After chores, the youngsters would earn the freedom to walk one of the dogs in the wooded area behind the shelter. Their walk together would be unsupervised.

Students often ran away from our group home Yet here I was handing them the freedom and responsibility of walking from the shelter into a wooded area where I couldn't even see them.

Could they handle it? Would any of them run away?

We began the project. Each week, the staff and I carefully went over the list of students who had met the requirements. All week, students worked hard to curb their tempters, be cooperative, and get their schoolwork completed so they could have a morning with the animals.

I emphasized to my students how much the animals needed their love and care. Soon, most of them were opening their hearts to the abused animals. They took pride in themselves and the kind of job they did because the animals needed them. As they served the animals, the youngsters were transforming before our eyes. We watched them learn to accept unconditional love from the dogs and cats.

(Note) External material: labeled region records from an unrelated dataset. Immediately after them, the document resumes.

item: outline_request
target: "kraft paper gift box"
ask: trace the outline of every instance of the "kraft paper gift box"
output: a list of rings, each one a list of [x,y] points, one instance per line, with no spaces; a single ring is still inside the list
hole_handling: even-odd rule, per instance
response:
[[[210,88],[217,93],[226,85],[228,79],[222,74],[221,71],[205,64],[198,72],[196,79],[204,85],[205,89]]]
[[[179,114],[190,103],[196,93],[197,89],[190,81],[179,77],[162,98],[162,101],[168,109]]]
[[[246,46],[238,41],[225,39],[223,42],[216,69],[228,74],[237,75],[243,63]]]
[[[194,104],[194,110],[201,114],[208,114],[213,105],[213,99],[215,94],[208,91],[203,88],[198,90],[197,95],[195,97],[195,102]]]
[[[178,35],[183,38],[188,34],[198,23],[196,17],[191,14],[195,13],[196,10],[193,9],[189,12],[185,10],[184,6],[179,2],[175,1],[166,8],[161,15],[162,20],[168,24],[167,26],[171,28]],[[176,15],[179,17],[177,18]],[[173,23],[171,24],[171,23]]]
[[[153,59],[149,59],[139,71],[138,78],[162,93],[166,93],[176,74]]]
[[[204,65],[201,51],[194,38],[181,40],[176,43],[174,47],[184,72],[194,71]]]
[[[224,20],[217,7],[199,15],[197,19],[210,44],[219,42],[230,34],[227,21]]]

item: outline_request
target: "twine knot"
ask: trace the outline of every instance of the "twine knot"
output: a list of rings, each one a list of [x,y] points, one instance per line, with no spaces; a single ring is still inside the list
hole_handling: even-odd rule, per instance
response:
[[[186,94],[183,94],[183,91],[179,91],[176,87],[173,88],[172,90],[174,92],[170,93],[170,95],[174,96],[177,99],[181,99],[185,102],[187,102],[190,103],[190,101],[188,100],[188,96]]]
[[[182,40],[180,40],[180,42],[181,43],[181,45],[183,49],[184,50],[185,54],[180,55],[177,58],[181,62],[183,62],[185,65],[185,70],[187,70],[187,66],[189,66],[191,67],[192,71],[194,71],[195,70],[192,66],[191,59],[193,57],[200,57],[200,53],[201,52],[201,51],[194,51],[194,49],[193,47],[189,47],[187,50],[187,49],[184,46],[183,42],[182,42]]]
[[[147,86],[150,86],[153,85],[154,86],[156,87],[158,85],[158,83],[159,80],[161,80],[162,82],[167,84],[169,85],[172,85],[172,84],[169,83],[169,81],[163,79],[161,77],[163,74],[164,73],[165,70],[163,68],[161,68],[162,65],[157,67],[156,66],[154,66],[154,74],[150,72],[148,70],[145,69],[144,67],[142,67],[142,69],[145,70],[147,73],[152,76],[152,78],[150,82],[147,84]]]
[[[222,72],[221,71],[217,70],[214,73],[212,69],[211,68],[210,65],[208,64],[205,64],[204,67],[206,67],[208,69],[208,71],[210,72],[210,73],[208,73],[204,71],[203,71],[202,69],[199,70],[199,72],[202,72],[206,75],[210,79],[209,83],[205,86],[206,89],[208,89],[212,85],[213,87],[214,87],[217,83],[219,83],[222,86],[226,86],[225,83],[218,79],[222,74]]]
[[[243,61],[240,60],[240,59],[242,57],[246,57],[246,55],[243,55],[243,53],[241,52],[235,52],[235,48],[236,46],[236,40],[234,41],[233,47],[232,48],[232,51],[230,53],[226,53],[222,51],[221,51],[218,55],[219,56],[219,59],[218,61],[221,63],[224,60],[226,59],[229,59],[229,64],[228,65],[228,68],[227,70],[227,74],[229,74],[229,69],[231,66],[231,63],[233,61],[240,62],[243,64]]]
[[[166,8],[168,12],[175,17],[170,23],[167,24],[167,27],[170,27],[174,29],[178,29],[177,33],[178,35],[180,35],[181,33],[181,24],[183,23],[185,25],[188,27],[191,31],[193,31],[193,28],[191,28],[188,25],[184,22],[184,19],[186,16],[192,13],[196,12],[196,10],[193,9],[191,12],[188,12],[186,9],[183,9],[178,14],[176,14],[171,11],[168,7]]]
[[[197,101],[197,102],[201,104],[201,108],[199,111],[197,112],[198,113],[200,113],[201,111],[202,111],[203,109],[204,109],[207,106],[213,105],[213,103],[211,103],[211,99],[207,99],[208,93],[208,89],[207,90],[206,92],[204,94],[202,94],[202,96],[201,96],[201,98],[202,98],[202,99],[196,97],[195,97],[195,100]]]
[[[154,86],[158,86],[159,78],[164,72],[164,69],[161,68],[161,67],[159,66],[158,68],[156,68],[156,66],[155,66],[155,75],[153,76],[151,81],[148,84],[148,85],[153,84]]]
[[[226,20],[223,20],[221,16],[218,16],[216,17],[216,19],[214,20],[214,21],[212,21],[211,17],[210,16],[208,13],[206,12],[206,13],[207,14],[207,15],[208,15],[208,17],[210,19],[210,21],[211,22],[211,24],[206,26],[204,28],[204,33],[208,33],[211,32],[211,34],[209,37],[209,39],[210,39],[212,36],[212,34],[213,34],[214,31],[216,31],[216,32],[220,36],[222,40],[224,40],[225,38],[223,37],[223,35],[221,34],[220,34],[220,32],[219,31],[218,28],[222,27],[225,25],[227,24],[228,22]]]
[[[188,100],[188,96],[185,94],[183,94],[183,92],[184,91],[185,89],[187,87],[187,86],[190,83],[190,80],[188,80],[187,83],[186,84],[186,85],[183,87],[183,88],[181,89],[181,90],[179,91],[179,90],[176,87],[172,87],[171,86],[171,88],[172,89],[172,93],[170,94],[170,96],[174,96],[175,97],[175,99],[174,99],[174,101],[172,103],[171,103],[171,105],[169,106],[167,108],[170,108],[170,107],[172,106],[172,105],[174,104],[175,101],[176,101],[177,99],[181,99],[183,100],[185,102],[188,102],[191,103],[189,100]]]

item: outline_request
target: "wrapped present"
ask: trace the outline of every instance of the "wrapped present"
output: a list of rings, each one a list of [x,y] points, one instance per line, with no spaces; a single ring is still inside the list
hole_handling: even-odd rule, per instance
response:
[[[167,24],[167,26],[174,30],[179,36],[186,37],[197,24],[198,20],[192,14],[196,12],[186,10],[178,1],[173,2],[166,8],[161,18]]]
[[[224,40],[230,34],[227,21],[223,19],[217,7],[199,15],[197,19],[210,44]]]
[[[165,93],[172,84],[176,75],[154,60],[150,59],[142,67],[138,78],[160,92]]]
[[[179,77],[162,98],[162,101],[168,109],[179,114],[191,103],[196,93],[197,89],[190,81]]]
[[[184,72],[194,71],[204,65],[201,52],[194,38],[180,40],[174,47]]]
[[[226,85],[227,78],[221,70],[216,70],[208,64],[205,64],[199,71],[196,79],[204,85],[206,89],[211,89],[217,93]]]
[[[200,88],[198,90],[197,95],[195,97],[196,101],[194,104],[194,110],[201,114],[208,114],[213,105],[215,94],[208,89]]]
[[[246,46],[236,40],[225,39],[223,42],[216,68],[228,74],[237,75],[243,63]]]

I especially noticed the changes one day when a very special rabbit was brought into the shelter while they worked. The kids were horrified at the sight of this poor creature. He'd been dipped into a barrel of oil and left unable to move. The little rabbit could barely breathe. He was completely soaked, his eyes painfully filled with oil.

Suddenly, even the most self-centered troublemakers among our group were consumed with concern for the rabbit. They asked a thousand questions and hovered round the staff as they worked to save the animal. For the next week, they kept asking me to call to find out how the rabbit was doing.

These troubled kids saw that the animals were lonely and desperate for love and attention. For maybe the first time in their lives, someone said to them, "Can you help?" Never before had they been considered contributing members of society. Yet these kids begged to volunteer at the shelter.

As we had planned, my students walked the dogs, unsupervised, in the woods for up to half an hour. They could have easily escaped into the safety of the thick trees. I impressed on each of them my trust and respect that they'd bring back the animal in their care safely and on time.

Remarkably, I never lost a student or an animal.

The animals in the shelter and the students in my classroom showed me that when "throwaway" kids and "throwaway" animals give and receive love from each other, they form relationships and families that help them to survive. The world may have forgotten about, and not needed, my kids, but the animals sure did. These shining animals showed some very needy kids the way back home from heartbreak and abuse.